I am out here today in the cemetery behind the church here in Frankfurt.  I am here today because I want to invite you to take a stroll through the cemeteries of your life – the real ones and the figurative ones.  I know that may sound a little morbid, but hear me out.   This may not be the case for everyone, but for me, one of the most helpful things I have done in working through grief has been to go and visit the graves of those I love – my mom, my dad, my sister.  The first time is always the hardest.  The first time, I came back to Illinois to visit my dad’s grave I just stood there and cried for a good long time.  Each time I go there, I tell my parents things I want them to know about.  Now I know they can’t hear me.  I just need to say those things. It’s part of how God has healed my heart.

So for a moment, I want to invite you to stroll through the cemeteries in your life.  We all have them. Some are real places where the bodies of our loved ones are buried.  Some are figurative.  By that I mean, that we all have things we have “buried” during our walk through life – a painful memory, something we've done or perhaps that we’re doing that we ashamed of… so ashamed of it that we bury it.  We try to hide it from everyone, from ourselves, even from God.  One member of Lamb of God in his testimony talks about helping out at an addiction recovery ministry called Celebrate recovery.  For a long time, he really believed he wasn't like the people who came to that ministry.  He convinced himself that he didn't have the problems they had.  The truth was that he did.  He had simply buried it, hidden it, denied it to himself and others, and then refused to go look in that cemetery.  But burying it didn't make it any less real.  It was only when through that ministry, he started to walk through that part of his life… it was only when he confessed that he had a problem with alcohol, that he started to heal. 

So what are the cemeteries in your life?  What are the things you have buried along the way… the things you have hidden or denied or lied about rather than dealt with.   Now is as good a time as any to go visit those graves. I know it’s not easy but imagine for a moment what would have happened if Mary Magdalene and the other Mary had done the easy thing and stayed home rather than go out to the tomb.  They could have just denied their grief, stayed home, avoided the pain that would surely come from visiting His tomb.  Thank God they didn't avoid His tomb.  When they arrived that morning the stone was already rolled away.  Two men dressed in white greeted them.  “He is not here!” they said, “He is risen!”

They went out to that tomb expecting grief and pain and tears.  Instead they found healing, hope, joy, forgiveness and peace at the empty tomb of Jesus.  Thank God they went to that grave that morning.  For because of what they found, we can go face the graves in our lives.  We can go face our shame because in Jesus our sins are all forgiven.  We can go to those friends we have lost because in Jesus there is reconciliation.  We can go and face the times… the events… the people that have hurt us because in Jesus there is healing.
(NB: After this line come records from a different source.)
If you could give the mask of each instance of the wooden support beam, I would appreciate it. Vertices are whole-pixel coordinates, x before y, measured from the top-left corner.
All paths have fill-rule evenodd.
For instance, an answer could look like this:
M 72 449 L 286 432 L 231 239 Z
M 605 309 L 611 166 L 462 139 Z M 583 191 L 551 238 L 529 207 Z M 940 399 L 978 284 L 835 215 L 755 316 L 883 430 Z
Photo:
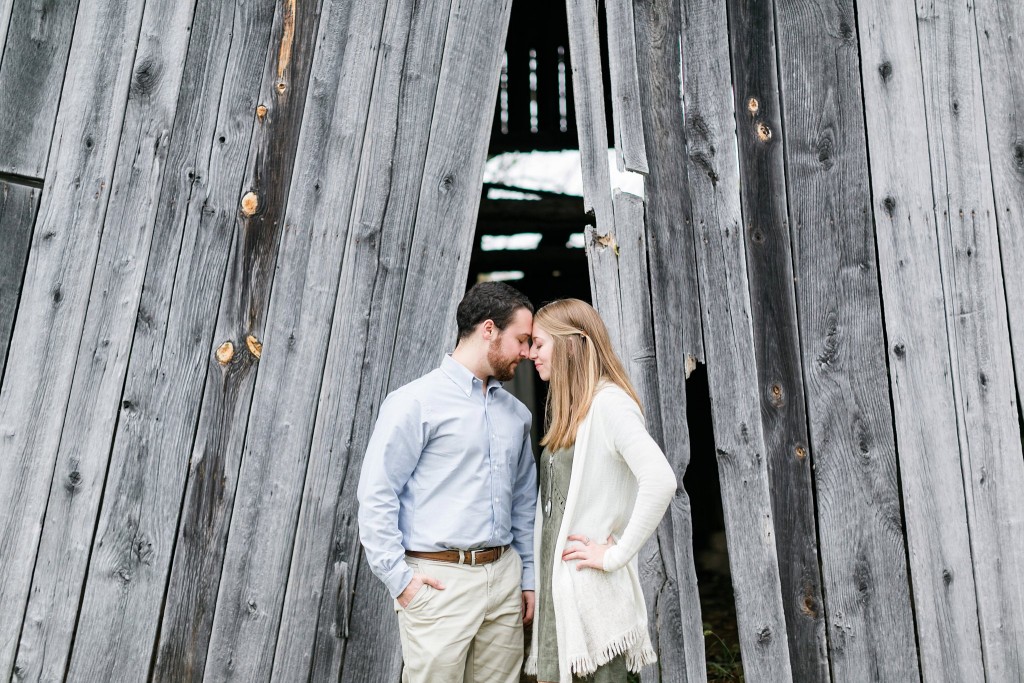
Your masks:
M 3 4 L 6 6 L 0 7 L 0 121 L 3 121 L 0 172 L 42 178 L 65 85 L 78 0 L 16 3 L 10 0 Z M 134 44 L 136 36 L 128 40 Z M 87 106 L 79 115 L 88 117 L 92 110 Z
M 71 47 L 0 389 L 0 678 L 14 667 L 141 22 L 141 3 L 97 0 L 79 15 Z
M 933 187 L 923 172 L 930 162 L 921 53 L 906 38 L 916 35 L 916 17 L 912 5 L 859 0 L 858 26 L 922 676 L 983 681 Z M 865 362 L 858 358 L 856 369 L 865 373 Z
M 22 295 L 22 278 L 29 260 L 32 226 L 42 193 L 28 185 L 0 180 L 0 380 L 3 379 L 14 315 Z
M 633 0 L 604 0 L 615 159 L 620 171 L 647 173 Z
M 974 7 L 953 0 L 921 5 L 918 32 L 985 677 L 1015 681 L 1024 678 L 1024 454 L 997 232 L 1001 216 L 993 199 L 993 131 L 985 122 L 979 36 L 970 30 Z M 995 99 L 1009 95 L 988 98 L 996 125 L 1006 105 Z M 1006 154 L 999 155 L 1002 168 Z M 999 181 L 1000 197 L 1006 182 Z M 1020 276 L 1006 272 L 1010 280 Z M 1014 311 L 1016 319 L 1019 314 Z
M 207 666 L 217 672 L 220 665 L 217 654 L 211 659 L 207 651 L 215 618 L 211 607 L 217 604 L 222 583 L 243 444 L 247 434 L 255 429 L 253 420 L 260 419 L 251 419 L 260 415 L 253 405 L 252 395 L 257 372 L 264 365 L 260 358 L 265 345 L 270 289 L 271 285 L 278 286 L 282 272 L 290 265 L 275 267 L 282 233 L 292 227 L 286 220 L 285 208 L 290 198 L 300 131 L 307 124 L 311 131 L 324 126 L 315 115 L 308 122 L 303 116 L 313 52 L 322 44 L 317 41 L 319 18 L 321 3 L 316 1 L 279 3 L 274 15 L 253 112 L 255 126 L 245 162 L 248 177 L 241 190 L 242 210 L 234 219 L 236 239 L 213 337 L 216 348 L 230 344 L 233 353 L 229 359 L 225 359 L 224 353 L 213 353 L 206 360 L 206 386 L 157 644 L 153 678 L 158 680 L 198 679 Z M 339 35 L 347 27 L 335 25 L 334 29 L 337 32 L 332 36 L 332 47 L 344 52 L 350 46 Z M 372 42 L 373 29 L 366 30 L 367 39 Z M 336 53 L 326 52 L 328 69 L 337 68 L 337 61 L 331 58 Z M 321 83 L 331 84 L 325 86 L 329 91 L 332 85 L 337 87 L 334 73 L 321 72 L 316 77 Z M 316 92 L 312 99 L 316 112 L 323 108 L 330 116 L 333 109 L 325 106 L 316 95 L 323 97 L 323 92 Z M 292 232 L 309 234 L 307 230 L 294 228 Z M 286 254 L 286 259 L 289 256 L 292 254 Z M 304 267 L 304 259 L 293 258 L 297 266 Z M 287 385 L 288 382 L 280 382 L 279 389 Z M 265 603 L 255 594 L 252 599 Z M 246 667 L 264 661 L 269 666 L 271 647 L 262 645 L 260 654 L 251 656 L 243 654 L 244 647 L 240 645 L 236 657 L 242 658 Z
M 232 226 L 248 210 L 239 190 L 264 71 L 253 55 L 268 52 L 274 4 L 196 5 L 69 666 L 74 680 L 150 672 Z

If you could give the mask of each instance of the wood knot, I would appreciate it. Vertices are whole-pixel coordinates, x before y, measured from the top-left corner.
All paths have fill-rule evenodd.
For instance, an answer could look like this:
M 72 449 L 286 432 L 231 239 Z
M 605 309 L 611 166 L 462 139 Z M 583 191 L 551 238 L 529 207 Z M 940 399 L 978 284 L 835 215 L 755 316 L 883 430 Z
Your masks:
M 253 357 L 257 359 L 263 354 L 263 344 L 252 335 L 246 337 L 246 346 L 249 347 L 249 352 L 253 354 Z
M 217 347 L 217 362 L 222 366 L 226 366 L 234 357 L 234 344 L 231 342 L 224 342 Z
M 252 216 L 259 209 L 259 197 L 256 193 L 246 193 L 242 198 L 242 213 L 247 216 Z

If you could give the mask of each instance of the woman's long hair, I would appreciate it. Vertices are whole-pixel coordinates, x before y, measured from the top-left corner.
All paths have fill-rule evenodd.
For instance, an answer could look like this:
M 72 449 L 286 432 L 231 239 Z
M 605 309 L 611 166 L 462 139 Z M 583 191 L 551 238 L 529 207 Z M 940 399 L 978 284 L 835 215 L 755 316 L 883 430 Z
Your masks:
M 551 377 L 545 404 L 548 431 L 541 445 L 552 451 L 575 442 L 601 380 L 617 384 L 640 404 L 623 362 L 611 348 L 604 321 L 580 299 L 552 301 L 537 311 L 534 325 L 551 335 Z

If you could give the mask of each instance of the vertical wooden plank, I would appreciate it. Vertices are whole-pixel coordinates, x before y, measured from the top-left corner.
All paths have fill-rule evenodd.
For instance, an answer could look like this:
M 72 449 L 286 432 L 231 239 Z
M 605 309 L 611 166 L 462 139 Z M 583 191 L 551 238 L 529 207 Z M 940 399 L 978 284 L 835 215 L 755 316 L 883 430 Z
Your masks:
M 861 75 L 918 647 L 925 681 L 982 681 L 975 574 L 913 7 L 859 0 Z M 862 364 L 858 364 L 862 365 Z M 936 496 L 935 492 L 943 492 Z
M 71 47 L 8 350 L 17 361 L 0 390 L 0 677 L 11 674 L 29 597 L 144 4 L 90 3 Z
M 0 18 L 0 172 L 46 172 L 77 9 L 77 0 L 23 1 L 9 29 Z
M 961 461 L 989 681 L 1024 677 L 1024 455 L 974 5 L 918 5 Z M 1000 96 L 1005 93 L 1000 93 Z M 1008 271 L 1008 279 L 1020 273 Z
M 366 351 L 365 367 L 377 371 L 370 382 L 365 376 L 356 399 L 356 405 L 364 407 L 362 414 L 356 414 L 359 418 L 352 429 L 352 447 L 356 453 L 361 454 L 366 447 L 373 413 L 384 394 L 435 368 L 442 352 L 454 345 L 455 309 L 465 291 L 486 159 L 490 119 L 487 108 L 498 89 L 510 10 L 509 0 L 452 3 L 416 208 L 416 227 L 408 243 L 409 268 L 403 273 L 403 283 L 393 283 L 392 291 L 400 295 L 381 296 L 382 306 L 373 311 L 368 328 L 376 333 L 370 338 L 389 341 L 373 344 Z M 454 101 L 463 102 L 464 106 L 453 108 Z M 476 114 L 466 116 L 466 112 Z M 382 263 L 390 267 L 394 262 L 388 259 Z M 423 287 L 423 283 L 435 283 L 440 289 Z M 398 301 L 400 312 L 395 325 L 393 311 Z M 323 408 L 322 400 L 322 411 Z M 353 476 L 346 477 L 342 489 L 342 500 L 346 503 L 339 506 L 335 517 L 331 537 L 339 549 L 352 548 L 355 543 L 358 469 L 358 462 L 352 462 L 349 471 Z M 339 586 L 333 579 L 329 575 L 331 583 L 327 584 L 332 591 Z M 393 645 L 390 651 L 384 650 L 383 656 L 380 649 L 382 644 L 395 642 L 390 635 L 394 634 L 391 605 L 381 583 L 360 562 L 348 618 L 353 625 L 381 624 L 381 628 L 369 632 L 353 630 L 345 651 L 342 681 L 364 681 L 397 673 L 391 668 L 382 672 L 380 664 L 381 659 L 390 664 L 394 656 Z M 323 614 L 322 609 L 322 620 Z M 385 633 L 390 635 L 389 641 L 382 638 Z M 374 642 L 375 638 L 379 642 Z
M 783 589 L 791 588 L 783 577 L 791 575 L 780 571 L 780 564 L 785 562 L 786 570 L 800 566 L 804 558 L 799 553 L 808 540 L 798 537 L 782 543 L 775 538 L 771 446 L 758 390 L 757 328 L 744 257 L 725 28 L 722 3 L 684 5 L 686 171 L 692 188 L 715 450 L 743 673 L 751 680 L 805 680 L 795 676 L 791 664 L 792 637 L 786 635 L 782 599 Z M 786 530 L 796 536 L 803 529 Z M 785 555 L 779 558 L 784 552 L 797 554 L 797 562 Z M 820 626 L 818 633 L 801 626 L 795 625 L 797 633 L 810 636 L 812 643 L 821 640 Z
M 150 671 L 273 4 L 197 4 L 70 680 Z
M 353 421 L 367 419 L 375 409 L 365 404 L 360 387 L 379 383 L 387 372 L 383 362 L 371 364 L 368 355 L 381 347 L 390 352 L 391 336 L 383 330 L 385 321 L 393 321 L 404 282 L 449 10 L 444 2 L 415 7 L 390 3 L 373 91 L 365 94 L 371 114 L 357 181 L 345 183 L 355 186 L 355 199 L 348 241 L 341 245 L 345 256 L 333 304 L 334 329 L 327 331 L 330 336 L 319 344 L 317 356 L 321 364 L 327 358 L 327 367 L 323 384 L 311 386 L 307 396 L 315 432 L 274 656 L 275 678 L 291 678 L 293 672 L 300 678 L 311 673 L 312 680 L 337 677 L 343 663 L 343 678 L 358 679 L 360 667 L 367 678 L 395 680 L 398 675 L 395 625 L 385 615 L 387 610 L 377 609 L 387 605 L 383 591 L 372 591 L 380 602 L 372 605 L 377 620 L 349 630 L 359 556 L 354 526 L 358 467 L 351 460 L 365 446 L 365 441 L 351 440 L 351 430 Z M 416 78 L 417 73 L 429 76 Z M 332 220 L 331 214 L 324 213 L 322 219 Z M 356 475 L 351 480 L 349 472 Z M 353 645 L 355 654 L 346 659 Z
M 240 413 L 229 439 L 225 434 L 215 440 L 207 438 L 202 445 L 201 422 L 197 442 L 197 450 L 202 446 L 216 454 L 222 447 L 219 441 L 224 440 L 227 453 L 214 455 L 206 471 L 194 473 L 195 488 L 189 494 L 197 510 L 186 510 L 182 539 L 193 536 L 188 527 L 199 527 L 215 541 L 209 549 L 191 544 L 180 575 L 187 580 L 202 569 L 219 582 L 187 589 L 195 595 L 181 609 L 187 607 L 187 624 L 200 630 L 203 652 L 193 655 L 187 637 L 169 636 L 173 648 L 162 672 L 168 681 L 180 677 L 176 675 L 180 665 L 172 667 L 172 656 L 205 661 L 205 672 L 202 666 L 195 667 L 197 679 L 200 675 L 213 680 L 271 678 L 296 508 L 330 333 L 329 312 L 338 288 L 383 15 L 382 2 L 331 2 L 324 8 L 292 199 L 284 217 L 262 367 L 253 378 L 255 385 L 248 388 L 251 408 L 246 401 L 236 409 L 247 409 L 248 429 L 242 428 L 247 416 Z M 310 25 L 307 31 L 313 28 Z M 306 49 L 311 49 L 311 36 L 303 40 Z M 266 81 L 268 86 L 272 83 L 272 79 Z M 241 338 L 232 341 L 244 343 Z M 282 394 L 283 387 L 288 387 L 287 395 Z M 215 434 L 213 427 L 211 434 Z M 290 456 L 282 458 L 282 454 Z M 225 490 L 204 500 L 208 495 L 203 492 L 209 487 L 204 479 L 224 480 Z M 272 489 L 267 490 L 266 481 L 274 482 Z M 177 572 L 177 557 L 175 562 Z M 210 610 L 210 605 L 216 605 L 216 610 Z M 303 624 L 315 625 L 315 611 L 302 618 Z M 171 623 L 165 618 L 168 626 Z M 293 663 L 296 666 L 286 667 L 282 676 L 306 680 L 309 643 L 304 646 L 305 660 L 299 658 Z
M 572 98 L 583 161 L 584 209 L 594 214 L 597 231 L 607 234 L 614 225 L 611 180 L 608 169 L 608 128 L 601 77 L 601 36 L 597 0 L 565 0 L 569 27 L 569 61 Z M 611 299 L 609 299 L 610 301 Z M 618 334 L 617 316 L 606 319 L 612 338 Z
M 1017 402 L 1024 399 L 1024 7 L 976 0 L 988 155 L 1010 314 Z M 1017 276 L 1014 276 L 1016 273 Z
M 611 76 L 615 159 L 620 171 L 647 173 L 633 0 L 605 0 L 604 15 L 608 27 L 608 71 Z
M 29 259 L 32 226 L 41 190 L 0 180 L 0 380 L 3 379 L 22 276 Z
M 15 660 L 20 679 L 58 680 L 67 667 L 162 201 L 194 7 L 152 0 L 142 18 L 92 296 L 60 442 L 54 444 L 56 467 Z
M 166 593 L 154 678 L 198 680 L 224 559 L 227 524 L 316 45 L 319 2 L 279 3 L 255 108 L 242 211 L 214 332 L 230 358 L 207 358 L 206 387 Z M 343 41 L 341 41 L 343 42 Z M 282 383 L 282 385 L 287 383 Z
M 854 6 L 852 0 L 778 0 L 776 11 L 833 663 L 837 678 L 907 681 L 920 673 Z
We can confront our addictions, the temptations that really trouble us because in Jesus the victory has already been won.  We can even go and face those very real graves of those we love, whose deaths still bring tears to our eyes and pain to our hearts.  For because His tomb is empty we have a living hope… a living Savior.  In Jesus we come to a place like this and see it entirely different.  This is not a last resting place.  This is a waiting room… waiting for His return… waiting for the Risen One to come again and raise up us and all the dead and give unto all believers in Christ eternal life. It’s a great place to go for a walk.